One example: Dallas-based Matador Resources’ $1.6 billion acquisition of EnCap Investments LP-backed Advance Energy Partners Holdings, which closed in April.
The Advance deal included producing properties and undeveloped locations in the Delaware Basin’s Lea County, New Mexico, and Ward County, Texas. Advance’s position added 18,500 net acres and more than 100 MMboe of reserves to Matador’s portfolio.
Matador’s acquisition of Advance was the second-largest deal in the first quarter, according to Enverus.
Permian dealmaking also started off hot in the second quarter: In early April, Ovintiv Inc. agreed to scoop up three EnCap-backed privates in the Northern Midland Basin in a cash-and-stock deal valued at $4.725 billion.
“Most public companies are in need of inventory, and the land held by private E&Ps is where they can find it. However, adding these locations comes at an increasing cost,” Dittmar said. “Top-tier locations in the Permian nearly always garner more than $2 million each now, and some deals have approached the $3 million per location mark.”

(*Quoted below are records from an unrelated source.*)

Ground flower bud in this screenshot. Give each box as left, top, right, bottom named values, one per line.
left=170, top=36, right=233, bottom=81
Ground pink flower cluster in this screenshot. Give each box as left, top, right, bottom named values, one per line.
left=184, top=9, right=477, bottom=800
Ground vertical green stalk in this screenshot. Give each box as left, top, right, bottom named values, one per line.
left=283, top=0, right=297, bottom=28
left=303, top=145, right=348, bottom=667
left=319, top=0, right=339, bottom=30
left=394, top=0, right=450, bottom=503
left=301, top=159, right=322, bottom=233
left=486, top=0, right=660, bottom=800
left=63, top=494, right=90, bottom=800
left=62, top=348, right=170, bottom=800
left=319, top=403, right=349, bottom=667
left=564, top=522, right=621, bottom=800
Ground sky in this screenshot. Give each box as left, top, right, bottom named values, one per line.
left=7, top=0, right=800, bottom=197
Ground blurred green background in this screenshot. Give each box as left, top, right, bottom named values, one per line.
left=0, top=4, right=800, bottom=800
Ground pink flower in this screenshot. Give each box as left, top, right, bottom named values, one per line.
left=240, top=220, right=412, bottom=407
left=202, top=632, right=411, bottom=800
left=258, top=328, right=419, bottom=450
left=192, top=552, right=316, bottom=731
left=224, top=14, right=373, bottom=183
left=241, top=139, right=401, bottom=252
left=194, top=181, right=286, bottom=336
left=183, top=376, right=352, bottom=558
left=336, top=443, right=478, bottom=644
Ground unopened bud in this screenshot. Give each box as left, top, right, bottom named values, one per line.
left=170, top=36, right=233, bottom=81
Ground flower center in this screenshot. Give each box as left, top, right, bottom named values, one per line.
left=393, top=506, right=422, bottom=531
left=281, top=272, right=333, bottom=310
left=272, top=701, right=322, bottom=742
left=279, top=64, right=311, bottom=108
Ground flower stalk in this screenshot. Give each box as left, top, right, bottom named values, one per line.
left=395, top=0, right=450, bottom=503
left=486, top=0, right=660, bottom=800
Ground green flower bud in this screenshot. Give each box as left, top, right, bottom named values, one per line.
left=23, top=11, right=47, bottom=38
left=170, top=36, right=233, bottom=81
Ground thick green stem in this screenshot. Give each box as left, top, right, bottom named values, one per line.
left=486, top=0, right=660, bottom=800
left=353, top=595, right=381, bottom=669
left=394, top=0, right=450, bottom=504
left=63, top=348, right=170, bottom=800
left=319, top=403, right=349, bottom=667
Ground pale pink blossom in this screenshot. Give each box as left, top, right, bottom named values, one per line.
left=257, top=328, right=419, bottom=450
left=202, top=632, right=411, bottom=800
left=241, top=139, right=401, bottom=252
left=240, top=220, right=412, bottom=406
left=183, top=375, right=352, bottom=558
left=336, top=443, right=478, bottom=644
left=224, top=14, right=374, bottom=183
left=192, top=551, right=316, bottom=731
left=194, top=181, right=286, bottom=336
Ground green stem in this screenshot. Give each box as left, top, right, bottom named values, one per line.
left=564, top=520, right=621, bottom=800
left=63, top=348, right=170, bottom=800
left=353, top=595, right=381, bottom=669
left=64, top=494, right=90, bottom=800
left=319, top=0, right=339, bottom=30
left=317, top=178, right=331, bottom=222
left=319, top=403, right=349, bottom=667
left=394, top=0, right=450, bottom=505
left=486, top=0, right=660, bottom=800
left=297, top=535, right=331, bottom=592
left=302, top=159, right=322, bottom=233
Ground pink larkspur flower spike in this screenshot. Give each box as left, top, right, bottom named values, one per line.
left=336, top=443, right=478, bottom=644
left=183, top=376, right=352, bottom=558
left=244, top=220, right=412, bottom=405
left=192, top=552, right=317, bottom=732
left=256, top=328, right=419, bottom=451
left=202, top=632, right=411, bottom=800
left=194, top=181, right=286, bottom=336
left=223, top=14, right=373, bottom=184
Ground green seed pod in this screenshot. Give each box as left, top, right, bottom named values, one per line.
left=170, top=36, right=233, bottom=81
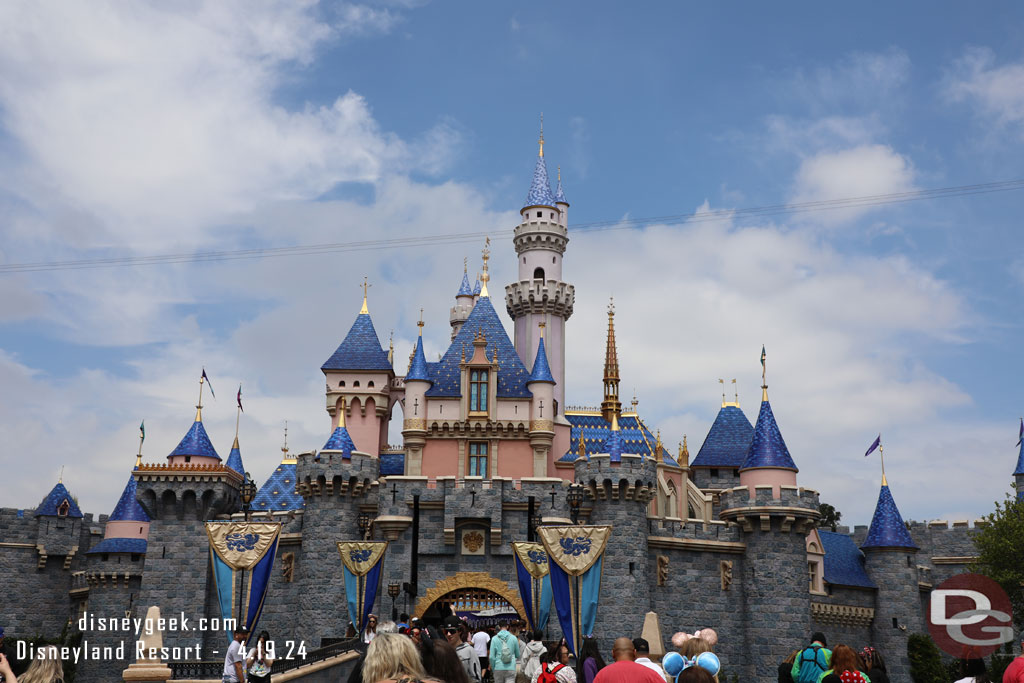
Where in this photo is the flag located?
[203,368,217,398]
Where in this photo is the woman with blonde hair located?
[362,633,433,683]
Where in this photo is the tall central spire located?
[601,298,623,422]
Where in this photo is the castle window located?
[469,441,487,477]
[469,370,487,413]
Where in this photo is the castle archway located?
[414,571,525,618]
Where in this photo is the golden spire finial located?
[480,238,490,297]
[538,112,544,157]
[359,278,373,315]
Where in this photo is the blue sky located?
[0,1,1024,523]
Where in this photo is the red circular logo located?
[928,573,1014,658]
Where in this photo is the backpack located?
[500,636,512,665]
[796,645,828,683]
[537,664,565,683]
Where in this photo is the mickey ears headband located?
[662,652,722,679]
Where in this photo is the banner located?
[512,542,551,631]
[206,521,281,639]
[537,526,611,655]
[338,541,387,633]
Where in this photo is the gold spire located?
[601,298,623,422]
[359,278,373,315]
[480,237,489,297]
[538,112,544,157]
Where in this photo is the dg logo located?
[928,573,1014,658]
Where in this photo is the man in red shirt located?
[1002,633,1024,683]
[594,638,667,683]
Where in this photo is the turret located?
[321,283,394,456]
[401,319,430,476]
[860,472,926,681]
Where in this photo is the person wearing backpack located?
[488,621,519,683]
[790,631,831,683]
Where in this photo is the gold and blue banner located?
[537,526,611,655]
[338,541,387,633]
[206,521,281,638]
[512,541,551,631]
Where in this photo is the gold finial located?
[359,278,373,315]
[538,112,544,157]
[480,238,490,297]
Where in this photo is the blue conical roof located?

Also during the first quarter, Midland-based Diamondback Energy signed agreements to divest 19,000 net acres in Glasscock County, Texas, and about 4,900 net acres in Ward and Winkler Counties, Texas, for $438 million. On May 1, Diamondback reported that it had closed the transaction.
Diamondback’s non-core divestiture in the Permian was the fifth-largest upstream transaction in the first quarter.